Der Sommer hatte erst gerade angefangen und bereits standen die ganzen Bäume und Wiesen in voller Blüte. Ich mochte Blumen, aber heute heitert mich nichts mehr auf.
Zwar waren meine Tränen getrocknet, weil einfach keine mehr übrig waren, aber stattdessen waren Kopfschmerzen geblieben.
Als die asphaltierte Nebenstrasse zu einem grossen, mit Kies ausgelegten, Vorplatz wird, hat meine Laune den endgültigen Tiefstand erreicht.
Ich hatte kapituliert. Ich würde in die Irrenanstalt gehen und ihnen beweisen, dass ich nicht verrückt war. Und dann könnte ich nachhause gehen und stattdessen Mara in die Klinik schicken. Denn die gehörte hier ganz sicher hin.

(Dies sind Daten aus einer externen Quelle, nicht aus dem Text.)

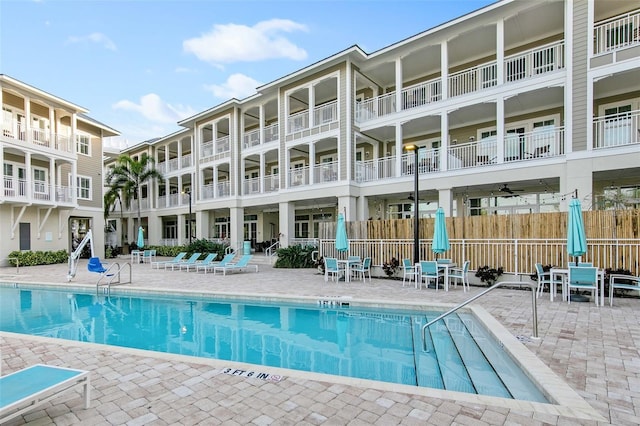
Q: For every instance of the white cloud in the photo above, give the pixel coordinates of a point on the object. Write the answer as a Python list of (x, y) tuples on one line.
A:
[(98, 38), (237, 86), (153, 108), (240, 43)]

Das Gebäude ist schön. Alt und von Moos und Efeu verwachsen, aber wunderschön. Es löst ein heimeliges Gefühl in mir aus, als mein Vater vor dem Eingang hält.
Auch wenn ich es nie zugeben würde, es gefällt mir auf den ersten Blick. Ich werde genau das tun, was mein Vater gesagt hatte. Ferien. Ich würde allen beweisen, dass es mir blendend ging und nach zwei Wochen Ferien wieder verschwinden.
Als ich aber die vergitterten Fenster sehe, wird meiner Motivation ein jäher Dämpfer verpasst.
Es ist nicht nur irgendeine Irrenanstalt. Es ist eine geschlossene! Bevor ich es zurück halten konnte, kommt mir ein glucksen über die Lippen.
Die machten mich mit ihrem Verhalten noch verrückt!

"Steig aus, Kim.", bat mein Vater mich. Ich sass nur da und starrte ihn an.
Seit mein Vater die Autotür geöffnet hatte, hörte ich Stimmen. Das war mir unheimlich und ich wurde wieder nervös.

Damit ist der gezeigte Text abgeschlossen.